This wonder material discovered in Manchester is lighter than paper and 200 times stronger than steel

What is 200 times stronger than steel, lighter than paper and made in Manchester? The answer is graphene, the world’s first 2D material which which was separated from graphite at The University of Manchester in 2004 and is expected to be behind many inventions of the future.

Now there’s a whole exhibition dedicated to it – Wonder Materials: Graphene and Beyond at the Museum of Science and Industry. It’s a unique opportunity to get to grips with the story of graphene

Wonder Materials is a UK first and combines science, art and history, so the result isn’t just an exhibition, more an experience. The story of graphene is told interactively with a specially commissioned art installation, poetry from Lemn Sissay and a re-created White Room. This is a science lesson which definitely isn’t boring!

But why is graphene so special? Made from a single atom layer of carbon, it is invisible to the naked eye, but its super strength and conductivity give it the potential to change the world.

Pic Duncan Hull Creative Commons
Pic Duncan Hull Creative Commons

It could be the key to smart phones with foldable screens, medical equipment capable of saving many more lives and could even be used as a coating to help remove harmful carbon dioxide released into the atmosphere by power stations. Not bad for a material one million times smaller than a human hair!

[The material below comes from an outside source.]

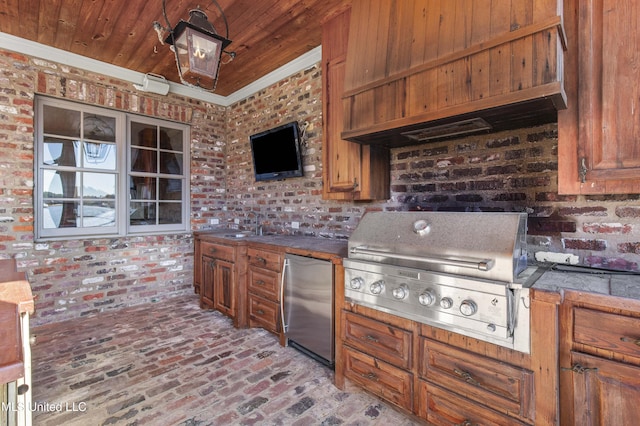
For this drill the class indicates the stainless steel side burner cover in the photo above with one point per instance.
(491, 246)
(464, 272)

The exhibition is sponsored by Haydale who are aiming to commercialise graphene through cutting-edge technology. Highlights include a specially commissioned art installation, Everything and Nothing, and new documentary photography showing different uses of graphene across the world. You are invited to imagine remarkable graphene products of the future with an interactive feature  showcasing wearable technology and electricity-generating windows.

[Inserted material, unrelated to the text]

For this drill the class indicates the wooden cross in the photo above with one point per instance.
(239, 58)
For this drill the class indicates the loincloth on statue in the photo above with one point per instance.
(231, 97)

There’s even a soundtrack in the form of National Graphene Institute’s composer-in-residence Sara Lowes’ new musical work Graphene Suite! Local artist Mary Griffiths also adds to the mood of inventiveness with some art. She’s the force behind the huge patterned graphite wall which adorns the National Graphene Institute.

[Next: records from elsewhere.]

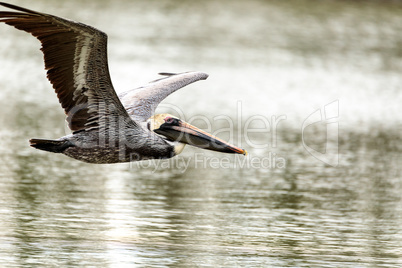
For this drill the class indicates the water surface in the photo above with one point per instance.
(273, 66)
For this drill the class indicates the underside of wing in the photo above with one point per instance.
(141, 103)
(75, 58)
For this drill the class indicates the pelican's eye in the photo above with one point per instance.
(169, 120)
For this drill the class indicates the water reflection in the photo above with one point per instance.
(279, 58)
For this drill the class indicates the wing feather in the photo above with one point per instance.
(75, 58)
(141, 103)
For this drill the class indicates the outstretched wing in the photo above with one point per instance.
(75, 58)
(141, 103)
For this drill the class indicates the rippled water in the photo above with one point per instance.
(275, 67)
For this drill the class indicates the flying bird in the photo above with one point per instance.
(106, 127)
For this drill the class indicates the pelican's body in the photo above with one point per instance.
(106, 127)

“The Museum of Science and Industry is a place which tells the story of how pioneering ideas can change the world, and this exhibition is a perfect of example of this,” says museum director Sally MacDonald. “We are really excited about getting people engaged in finding out more and discussing the opportunities and challenges of this intriguing subject.”

Wonder Materials: Graphene and Beyond makes its world premiere at The Museum of Science and Industry until 25 June 2017. Free.